Auto-construction, chantiers participatifs, maisons en paille, à ossature bois, « DYI »… le secteur de l’eco construction est en pleine révolution ! Pour décortiquer ces nouvelles tendances, consoGlobe.com a rencontré Julie Barbeillon, rédactrice en chef du magazine La Maison Écologique, lui-même organisateur d’Ecohome, le salon de l’habitat durable et nature qui se tiendra en parallèle du salon Vivez Nature du 23 au 26 octobre, Porte de la Villette à Paris.
Le salon écohome en est à sa 9ème édition. Quelles sont les grandes évolutions que vous avez constatées ces dernières années dans le domaine de l’éco-construction ?

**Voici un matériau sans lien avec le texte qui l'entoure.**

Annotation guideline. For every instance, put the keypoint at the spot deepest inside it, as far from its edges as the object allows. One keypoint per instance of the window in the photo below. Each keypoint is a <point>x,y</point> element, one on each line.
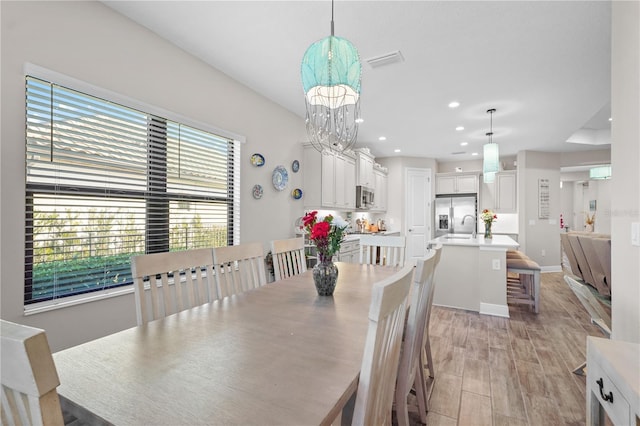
<point>105,182</point>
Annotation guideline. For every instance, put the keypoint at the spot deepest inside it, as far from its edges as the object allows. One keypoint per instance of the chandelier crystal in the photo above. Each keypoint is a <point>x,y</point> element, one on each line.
<point>331,74</point>
<point>491,155</point>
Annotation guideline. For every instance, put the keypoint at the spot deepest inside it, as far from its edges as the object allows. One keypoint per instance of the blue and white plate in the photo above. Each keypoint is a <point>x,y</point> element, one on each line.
<point>280,178</point>
<point>257,160</point>
<point>257,191</point>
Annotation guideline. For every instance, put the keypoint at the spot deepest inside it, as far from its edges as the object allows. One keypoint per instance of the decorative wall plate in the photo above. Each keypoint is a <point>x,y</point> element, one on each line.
<point>280,178</point>
<point>257,191</point>
<point>257,160</point>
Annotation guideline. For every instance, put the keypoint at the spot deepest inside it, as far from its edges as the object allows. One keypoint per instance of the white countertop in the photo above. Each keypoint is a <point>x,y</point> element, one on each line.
<point>498,241</point>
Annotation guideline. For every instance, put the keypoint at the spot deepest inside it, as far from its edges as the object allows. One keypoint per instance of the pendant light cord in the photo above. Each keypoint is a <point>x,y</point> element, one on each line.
<point>332,17</point>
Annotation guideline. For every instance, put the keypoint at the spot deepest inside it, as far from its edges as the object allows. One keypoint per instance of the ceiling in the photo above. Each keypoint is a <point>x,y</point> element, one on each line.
<point>544,66</point>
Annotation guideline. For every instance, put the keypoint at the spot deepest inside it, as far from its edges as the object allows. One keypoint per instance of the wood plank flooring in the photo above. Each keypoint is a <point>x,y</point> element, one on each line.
<point>511,371</point>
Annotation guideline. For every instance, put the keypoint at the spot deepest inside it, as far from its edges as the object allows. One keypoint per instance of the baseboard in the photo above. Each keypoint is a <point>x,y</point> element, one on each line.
<point>495,310</point>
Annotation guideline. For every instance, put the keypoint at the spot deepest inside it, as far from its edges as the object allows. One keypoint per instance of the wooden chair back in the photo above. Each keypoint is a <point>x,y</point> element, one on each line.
<point>288,257</point>
<point>239,268</point>
<point>382,250</point>
<point>166,283</point>
<point>29,377</point>
<point>410,371</point>
<point>598,315</point>
<point>374,399</point>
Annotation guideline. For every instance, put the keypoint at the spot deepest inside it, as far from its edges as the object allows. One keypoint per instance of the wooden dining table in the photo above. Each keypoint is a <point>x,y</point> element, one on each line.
<point>276,355</point>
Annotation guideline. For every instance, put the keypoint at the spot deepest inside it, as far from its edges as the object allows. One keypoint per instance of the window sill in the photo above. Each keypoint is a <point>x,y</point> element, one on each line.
<point>50,305</point>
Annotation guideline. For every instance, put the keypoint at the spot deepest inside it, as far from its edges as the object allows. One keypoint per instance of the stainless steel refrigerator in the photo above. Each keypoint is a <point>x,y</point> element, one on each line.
<point>455,214</point>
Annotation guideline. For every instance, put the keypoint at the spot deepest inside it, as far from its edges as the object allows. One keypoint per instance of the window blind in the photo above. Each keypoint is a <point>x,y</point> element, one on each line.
<point>105,182</point>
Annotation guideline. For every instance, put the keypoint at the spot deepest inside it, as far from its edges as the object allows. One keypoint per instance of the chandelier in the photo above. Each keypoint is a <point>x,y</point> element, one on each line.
<point>331,73</point>
<point>491,157</point>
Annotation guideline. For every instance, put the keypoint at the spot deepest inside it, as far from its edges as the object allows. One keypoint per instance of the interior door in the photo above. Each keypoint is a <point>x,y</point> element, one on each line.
<point>417,212</point>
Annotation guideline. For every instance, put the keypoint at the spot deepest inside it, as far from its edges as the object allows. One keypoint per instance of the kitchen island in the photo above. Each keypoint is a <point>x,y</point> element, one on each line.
<point>472,273</point>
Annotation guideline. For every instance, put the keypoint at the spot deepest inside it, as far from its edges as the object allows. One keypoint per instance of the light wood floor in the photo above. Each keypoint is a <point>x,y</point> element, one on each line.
<point>515,371</point>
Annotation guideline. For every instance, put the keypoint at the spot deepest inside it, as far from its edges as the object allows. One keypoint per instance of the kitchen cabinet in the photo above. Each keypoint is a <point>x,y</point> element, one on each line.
<point>329,180</point>
<point>501,194</point>
<point>380,190</point>
<point>612,382</point>
<point>364,168</point>
<point>457,183</point>
<point>349,252</point>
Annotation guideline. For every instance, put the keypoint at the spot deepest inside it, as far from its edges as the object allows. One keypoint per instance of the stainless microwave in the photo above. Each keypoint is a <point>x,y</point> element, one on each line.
<point>364,197</point>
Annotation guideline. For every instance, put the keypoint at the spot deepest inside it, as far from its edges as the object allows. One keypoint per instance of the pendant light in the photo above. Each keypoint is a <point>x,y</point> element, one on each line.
<point>331,73</point>
<point>491,160</point>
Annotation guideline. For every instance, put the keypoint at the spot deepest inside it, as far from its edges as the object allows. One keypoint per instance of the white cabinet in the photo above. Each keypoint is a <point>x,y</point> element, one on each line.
<point>501,194</point>
<point>454,183</point>
<point>329,180</point>
<point>380,190</point>
<point>364,170</point>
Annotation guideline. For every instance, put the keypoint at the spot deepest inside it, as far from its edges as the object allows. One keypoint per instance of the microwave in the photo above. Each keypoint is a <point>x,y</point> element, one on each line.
<point>364,197</point>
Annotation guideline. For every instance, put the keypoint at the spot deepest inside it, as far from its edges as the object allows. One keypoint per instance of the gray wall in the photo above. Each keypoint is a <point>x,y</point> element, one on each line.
<point>539,238</point>
<point>90,42</point>
<point>625,180</point>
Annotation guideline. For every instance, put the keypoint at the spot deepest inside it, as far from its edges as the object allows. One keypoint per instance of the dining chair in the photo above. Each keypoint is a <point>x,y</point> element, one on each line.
<point>382,250</point>
<point>29,377</point>
<point>599,316</point>
<point>170,282</point>
<point>288,257</point>
<point>379,369</point>
<point>238,268</point>
<point>410,369</point>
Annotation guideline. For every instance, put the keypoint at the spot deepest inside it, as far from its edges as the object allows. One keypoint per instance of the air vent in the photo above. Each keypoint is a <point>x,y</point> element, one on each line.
<point>386,59</point>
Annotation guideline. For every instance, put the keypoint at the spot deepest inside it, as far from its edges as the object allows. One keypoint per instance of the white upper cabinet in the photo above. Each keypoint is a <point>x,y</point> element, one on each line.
<point>457,183</point>
<point>329,180</point>
<point>364,169</point>
<point>380,190</point>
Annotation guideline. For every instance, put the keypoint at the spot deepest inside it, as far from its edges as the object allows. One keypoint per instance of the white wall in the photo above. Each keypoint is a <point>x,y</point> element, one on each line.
<point>92,43</point>
<point>538,236</point>
<point>625,180</point>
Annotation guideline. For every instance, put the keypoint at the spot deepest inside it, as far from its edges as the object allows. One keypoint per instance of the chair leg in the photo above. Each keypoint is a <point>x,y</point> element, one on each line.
<point>420,385</point>
<point>402,410</point>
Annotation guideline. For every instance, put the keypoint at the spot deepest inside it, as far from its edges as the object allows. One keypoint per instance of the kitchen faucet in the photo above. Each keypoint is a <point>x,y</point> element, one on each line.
<point>473,234</point>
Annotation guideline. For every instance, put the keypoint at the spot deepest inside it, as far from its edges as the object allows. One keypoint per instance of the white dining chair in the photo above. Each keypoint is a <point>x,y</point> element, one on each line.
<point>379,370</point>
<point>29,377</point>
<point>239,268</point>
<point>410,371</point>
<point>382,250</point>
<point>599,316</point>
<point>288,257</point>
<point>170,282</point>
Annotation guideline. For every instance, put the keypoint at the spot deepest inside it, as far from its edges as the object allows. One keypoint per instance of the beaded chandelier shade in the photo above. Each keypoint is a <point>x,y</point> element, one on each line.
<point>331,74</point>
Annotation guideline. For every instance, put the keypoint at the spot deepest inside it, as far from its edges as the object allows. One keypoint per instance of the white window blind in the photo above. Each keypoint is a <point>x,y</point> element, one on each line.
<point>105,182</point>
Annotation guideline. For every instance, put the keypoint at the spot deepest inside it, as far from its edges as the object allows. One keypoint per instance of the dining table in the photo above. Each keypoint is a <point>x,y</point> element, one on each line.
<point>276,355</point>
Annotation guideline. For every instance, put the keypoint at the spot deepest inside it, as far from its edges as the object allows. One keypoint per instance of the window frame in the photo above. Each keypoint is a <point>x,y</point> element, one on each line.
<point>232,200</point>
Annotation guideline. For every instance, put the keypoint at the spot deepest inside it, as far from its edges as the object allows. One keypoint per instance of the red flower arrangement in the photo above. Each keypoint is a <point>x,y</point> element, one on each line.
<point>325,234</point>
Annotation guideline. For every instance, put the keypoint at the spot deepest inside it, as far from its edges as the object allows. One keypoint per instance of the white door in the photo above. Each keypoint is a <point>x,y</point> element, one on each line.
<point>418,212</point>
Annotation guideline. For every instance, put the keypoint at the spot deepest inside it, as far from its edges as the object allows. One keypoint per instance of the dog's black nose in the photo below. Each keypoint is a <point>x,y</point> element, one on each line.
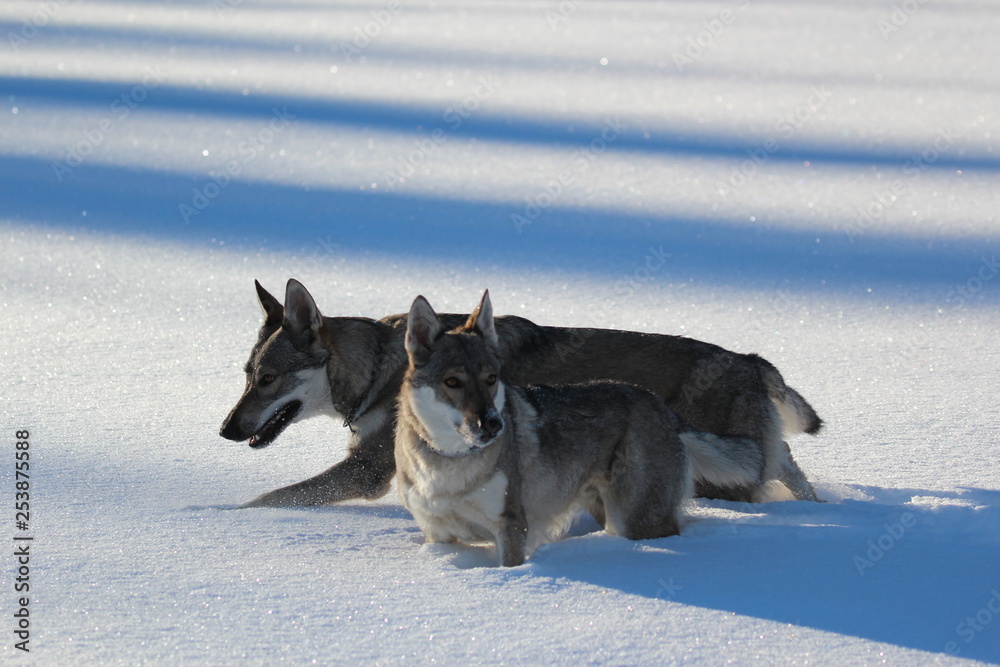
<point>491,423</point>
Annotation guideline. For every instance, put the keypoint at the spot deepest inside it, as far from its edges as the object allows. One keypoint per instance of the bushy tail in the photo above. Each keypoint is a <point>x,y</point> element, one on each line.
<point>725,462</point>
<point>796,413</point>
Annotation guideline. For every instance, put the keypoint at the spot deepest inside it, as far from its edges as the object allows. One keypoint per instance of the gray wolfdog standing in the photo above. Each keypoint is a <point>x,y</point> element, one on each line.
<point>477,459</point>
<point>351,368</point>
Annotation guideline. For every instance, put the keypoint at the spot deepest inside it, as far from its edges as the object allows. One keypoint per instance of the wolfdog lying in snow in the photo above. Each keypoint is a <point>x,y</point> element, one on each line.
<point>305,364</point>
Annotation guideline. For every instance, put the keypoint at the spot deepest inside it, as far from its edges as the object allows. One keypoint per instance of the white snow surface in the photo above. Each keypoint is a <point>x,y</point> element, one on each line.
<point>711,191</point>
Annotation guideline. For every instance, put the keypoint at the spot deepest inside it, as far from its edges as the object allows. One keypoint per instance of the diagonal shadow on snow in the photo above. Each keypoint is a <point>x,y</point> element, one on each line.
<point>579,241</point>
<point>421,120</point>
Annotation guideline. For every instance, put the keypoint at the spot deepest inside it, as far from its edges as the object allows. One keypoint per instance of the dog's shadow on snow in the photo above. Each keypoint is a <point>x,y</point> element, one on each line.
<point>900,566</point>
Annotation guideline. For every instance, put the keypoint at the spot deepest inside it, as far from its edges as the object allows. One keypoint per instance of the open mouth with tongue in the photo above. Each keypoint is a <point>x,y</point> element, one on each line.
<point>275,425</point>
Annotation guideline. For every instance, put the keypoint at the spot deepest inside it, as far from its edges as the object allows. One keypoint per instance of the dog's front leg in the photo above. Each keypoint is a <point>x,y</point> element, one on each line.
<point>512,537</point>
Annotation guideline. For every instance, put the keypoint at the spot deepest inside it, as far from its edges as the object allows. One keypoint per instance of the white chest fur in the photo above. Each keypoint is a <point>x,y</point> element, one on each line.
<point>451,498</point>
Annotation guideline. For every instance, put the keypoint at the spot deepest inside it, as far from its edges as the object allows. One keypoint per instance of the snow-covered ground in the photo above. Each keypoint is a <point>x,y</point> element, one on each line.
<point>813,181</point>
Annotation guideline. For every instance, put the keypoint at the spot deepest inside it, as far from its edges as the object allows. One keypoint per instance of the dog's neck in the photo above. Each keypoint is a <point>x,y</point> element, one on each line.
<point>362,364</point>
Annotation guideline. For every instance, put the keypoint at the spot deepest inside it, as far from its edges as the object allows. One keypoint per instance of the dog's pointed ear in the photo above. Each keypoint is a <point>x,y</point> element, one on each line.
<point>422,329</point>
<point>274,312</point>
<point>481,320</point>
<point>302,319</point>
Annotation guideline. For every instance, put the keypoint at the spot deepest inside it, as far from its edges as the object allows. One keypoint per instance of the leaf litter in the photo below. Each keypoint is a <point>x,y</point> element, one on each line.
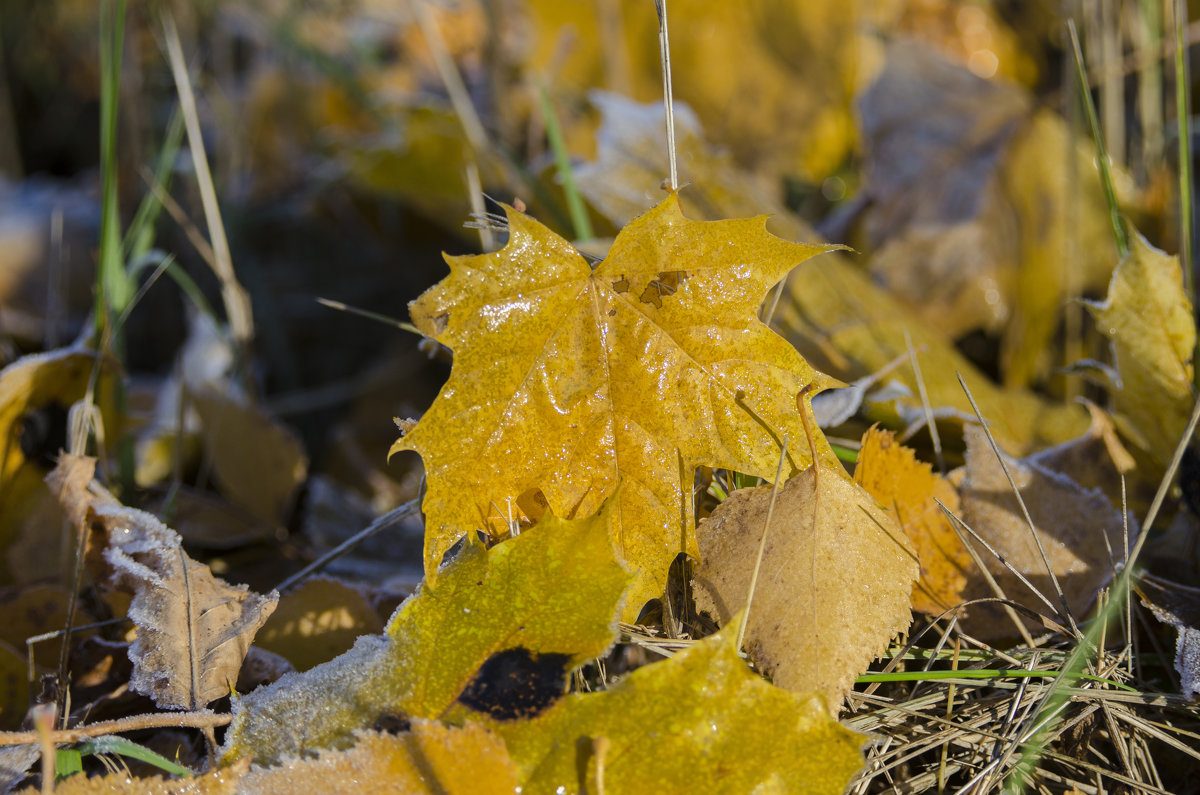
<point>1023,204</point>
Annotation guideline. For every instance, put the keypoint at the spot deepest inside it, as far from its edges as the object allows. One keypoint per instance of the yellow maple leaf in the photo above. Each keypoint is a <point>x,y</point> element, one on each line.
<point>568,380</point>
<point>427,758</point>
<point>499,631</point>
<point>1149,320</point>
<point>701,721</point>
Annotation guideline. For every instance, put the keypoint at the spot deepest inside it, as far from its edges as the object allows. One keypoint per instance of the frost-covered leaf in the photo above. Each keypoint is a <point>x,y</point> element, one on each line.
<point>216,782</point>
<point>697,722</point>
<point>910,490</point>
<point>193,628</point>
<point>533,608</point>
<point>258,462</point>
<point>834,584</point>
<point>569,380</point>
<point>1147,317</point>
<point>1177,605</point>
<point>1072,522</point>
<point>429,758</point>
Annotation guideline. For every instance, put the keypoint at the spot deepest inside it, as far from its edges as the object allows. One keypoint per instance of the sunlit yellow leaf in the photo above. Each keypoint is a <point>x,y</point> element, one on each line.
<point>537,604</point>
<point>569,380</point>
<point>1147,317</point>
<point>832,309</point>
<point>429,758</point>
<point>834,583</point>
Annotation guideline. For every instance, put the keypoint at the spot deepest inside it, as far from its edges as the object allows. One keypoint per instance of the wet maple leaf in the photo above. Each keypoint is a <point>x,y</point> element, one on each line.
<point>700,722</point>
<point>568,380</point>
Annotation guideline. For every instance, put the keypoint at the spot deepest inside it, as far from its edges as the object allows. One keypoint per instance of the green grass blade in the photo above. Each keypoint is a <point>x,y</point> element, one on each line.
<point>1102,155</point>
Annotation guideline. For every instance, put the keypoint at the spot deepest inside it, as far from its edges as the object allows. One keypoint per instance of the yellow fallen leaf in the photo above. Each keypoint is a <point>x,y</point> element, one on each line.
<point>569,380</point>
<point>1149,321</point>
<point>834,584</point>
<point>499,628</point>
<point>625,177</point>
<point>697,722</point>
<point>257,461</point>
<point>216,782</point>
<point>36,394</point>
<point>910,490</point>
<point>786,114</point>
<point>1066,239</point>
<point>429,758</point>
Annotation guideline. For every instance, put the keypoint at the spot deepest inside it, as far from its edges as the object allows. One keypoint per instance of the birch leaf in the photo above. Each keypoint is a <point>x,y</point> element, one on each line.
<point>834,584</point>
<point>568,380</point>
<point>697,722</point>
<point>1147,318</point>
<point>193,628</point>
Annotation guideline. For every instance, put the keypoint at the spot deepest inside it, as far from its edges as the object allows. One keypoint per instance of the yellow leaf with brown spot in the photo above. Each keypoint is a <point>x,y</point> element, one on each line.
<point>499,629</point>
<point>909,489</point>
<point>569,380</point>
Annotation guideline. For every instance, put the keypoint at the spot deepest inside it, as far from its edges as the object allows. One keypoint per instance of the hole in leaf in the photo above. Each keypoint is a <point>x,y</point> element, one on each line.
<point>516,683</point>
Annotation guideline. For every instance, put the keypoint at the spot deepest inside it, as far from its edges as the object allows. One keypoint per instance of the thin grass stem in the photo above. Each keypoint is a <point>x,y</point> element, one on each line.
<point>1102,155</point>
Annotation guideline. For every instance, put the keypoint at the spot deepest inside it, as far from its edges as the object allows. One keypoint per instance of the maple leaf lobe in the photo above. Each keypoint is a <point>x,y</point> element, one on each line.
<point>568,380</point>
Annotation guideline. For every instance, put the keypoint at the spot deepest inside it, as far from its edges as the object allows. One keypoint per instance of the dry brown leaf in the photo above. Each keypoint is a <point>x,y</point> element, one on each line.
<point>1095,460</point>
<point>700,722</point>
<point>429,758</point>
<point>258,462</point>
<point>317,622</point>
<point>223,781</point>
<point>1072,521</point>
<point>36,393</point>
<point>1066,238</point>
<point>834,585</point>
<point>193,628</point>
<point>909,488</point>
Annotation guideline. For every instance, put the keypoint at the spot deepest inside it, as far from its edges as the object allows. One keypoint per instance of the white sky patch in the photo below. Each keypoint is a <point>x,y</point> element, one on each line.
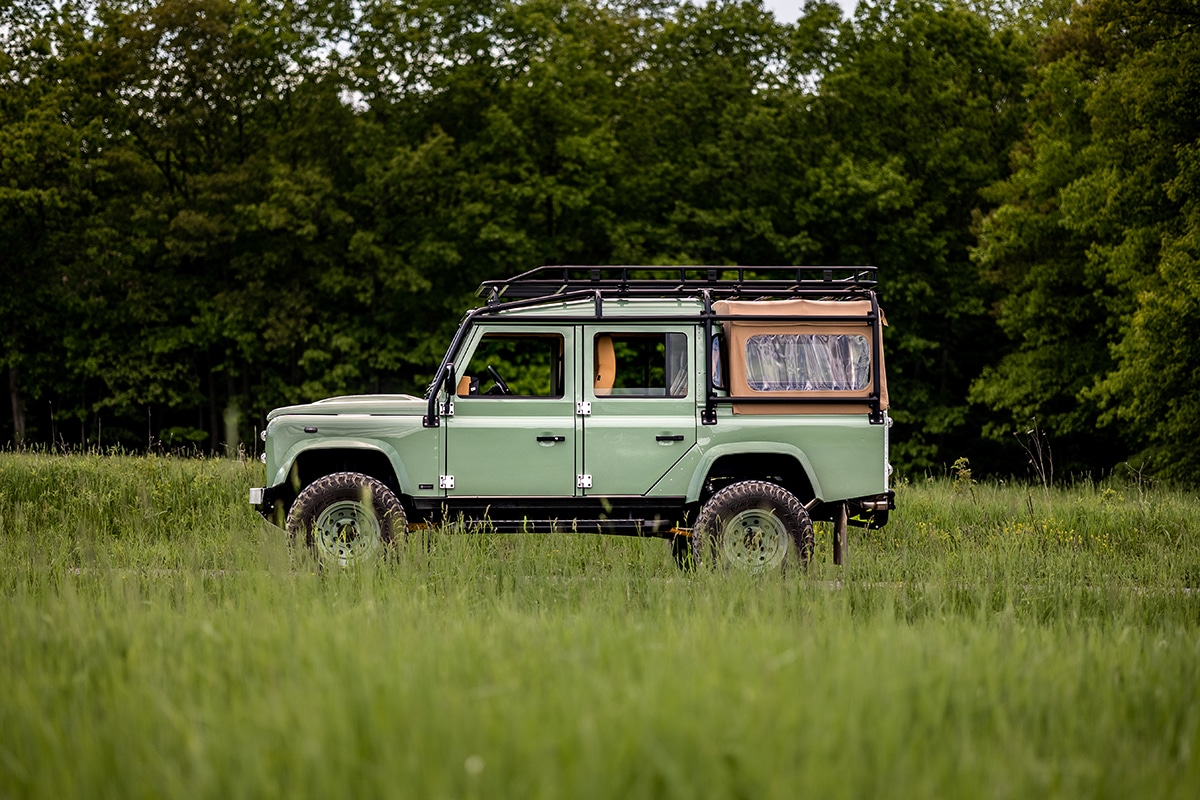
<point>789,11</point>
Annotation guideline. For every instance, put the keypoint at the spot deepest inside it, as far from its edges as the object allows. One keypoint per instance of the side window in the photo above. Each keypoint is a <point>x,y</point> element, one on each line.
<point>523,365</point>
<point>808,362</point>
<point>640,365</point>
<point>718,361</point>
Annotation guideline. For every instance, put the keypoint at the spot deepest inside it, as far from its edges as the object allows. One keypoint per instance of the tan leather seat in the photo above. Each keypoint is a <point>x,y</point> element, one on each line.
<point>605,365</point>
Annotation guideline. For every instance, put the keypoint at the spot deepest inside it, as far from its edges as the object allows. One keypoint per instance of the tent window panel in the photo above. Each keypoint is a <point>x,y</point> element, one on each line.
<point>821,362</point>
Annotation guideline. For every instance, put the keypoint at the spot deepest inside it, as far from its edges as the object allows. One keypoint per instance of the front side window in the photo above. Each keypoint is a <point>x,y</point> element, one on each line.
<point>778,362</point>
<point>640,365</point>
<point>522,365</point>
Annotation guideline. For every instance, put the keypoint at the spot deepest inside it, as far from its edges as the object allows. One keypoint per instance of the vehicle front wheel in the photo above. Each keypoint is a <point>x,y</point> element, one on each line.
<point>346,518</point>
<point>753,525</point>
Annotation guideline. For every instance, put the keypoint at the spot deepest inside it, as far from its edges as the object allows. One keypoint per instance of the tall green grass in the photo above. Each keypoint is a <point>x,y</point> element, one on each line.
<point>157,639</point>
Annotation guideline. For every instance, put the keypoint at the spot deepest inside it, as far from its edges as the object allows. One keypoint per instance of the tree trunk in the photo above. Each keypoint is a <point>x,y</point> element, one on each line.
<point>18,407</point>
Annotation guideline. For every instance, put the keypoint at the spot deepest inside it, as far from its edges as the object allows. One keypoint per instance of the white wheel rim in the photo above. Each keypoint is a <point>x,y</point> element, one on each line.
<point>345,533</point>
<point>755,540</point>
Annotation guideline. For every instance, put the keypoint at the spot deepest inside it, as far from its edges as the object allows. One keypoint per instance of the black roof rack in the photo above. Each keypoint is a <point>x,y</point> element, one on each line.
<point>672,281</point>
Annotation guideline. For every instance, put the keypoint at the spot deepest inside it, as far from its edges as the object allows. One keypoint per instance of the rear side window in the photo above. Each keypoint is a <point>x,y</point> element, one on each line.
<point>778,362</point>
<point>640,365</point>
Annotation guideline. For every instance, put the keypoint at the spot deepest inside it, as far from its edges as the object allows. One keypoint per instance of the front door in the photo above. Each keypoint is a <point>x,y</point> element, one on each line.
<point>641,385</point>
<point>513,432</point>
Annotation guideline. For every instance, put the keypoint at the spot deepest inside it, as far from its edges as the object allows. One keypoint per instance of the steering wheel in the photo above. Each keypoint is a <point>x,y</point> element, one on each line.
<point>503,388</point>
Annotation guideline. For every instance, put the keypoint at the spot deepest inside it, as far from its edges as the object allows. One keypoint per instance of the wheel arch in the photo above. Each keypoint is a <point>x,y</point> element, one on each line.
<point>774,462</point>
<point>311,463</point>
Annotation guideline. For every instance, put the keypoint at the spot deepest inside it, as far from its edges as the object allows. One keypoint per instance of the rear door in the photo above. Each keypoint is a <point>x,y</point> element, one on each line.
<point>639,411</point>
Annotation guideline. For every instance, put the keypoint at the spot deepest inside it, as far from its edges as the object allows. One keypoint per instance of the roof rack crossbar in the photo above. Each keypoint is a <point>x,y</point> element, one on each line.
<point>646,281</point>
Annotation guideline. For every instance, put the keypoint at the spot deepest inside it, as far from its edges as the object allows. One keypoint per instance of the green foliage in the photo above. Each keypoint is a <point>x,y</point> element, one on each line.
<point>993,644</point>
<point>1093,242</point>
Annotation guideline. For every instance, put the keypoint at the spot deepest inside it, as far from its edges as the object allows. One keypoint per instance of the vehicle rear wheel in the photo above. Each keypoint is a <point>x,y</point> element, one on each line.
<point>753,525</point>
<point>346,518</point>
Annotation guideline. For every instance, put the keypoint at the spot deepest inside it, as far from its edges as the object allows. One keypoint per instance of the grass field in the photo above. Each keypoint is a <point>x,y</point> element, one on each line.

Ce que l’on ressent tout d’abord, c’est qu’il y a de moins en moins de personnes qui construisent ou rénovent. La crise du bâtiment se fait sentir. Même si ça se calme un peu ces derniers mois, beaucoup d’entreprises du secteur et de l’éco construction ont mis la clef sous la porte.
Ce qu’on note ensuite, c’est l’attention portée aux problématiques climatiques et écologiques. On voit aussi une évolution du lectorat et des gens qui « éco-construisent » : il y avait beaucoup de gens il y a quelques années qui souhaitaient comprendre ce que fait l’artisan et trouver un professionnel. Aujourd’hui, la proportion d’auto constructeurs augmente. On s’intéresse de plus en plus aux techniques qui peuvent s’approprier et qui ne demandent pas un outillage énorme ou un degré de technicité extrêmement important, avec des matériaux simples, comme les bottes de paille, les ossatures bois.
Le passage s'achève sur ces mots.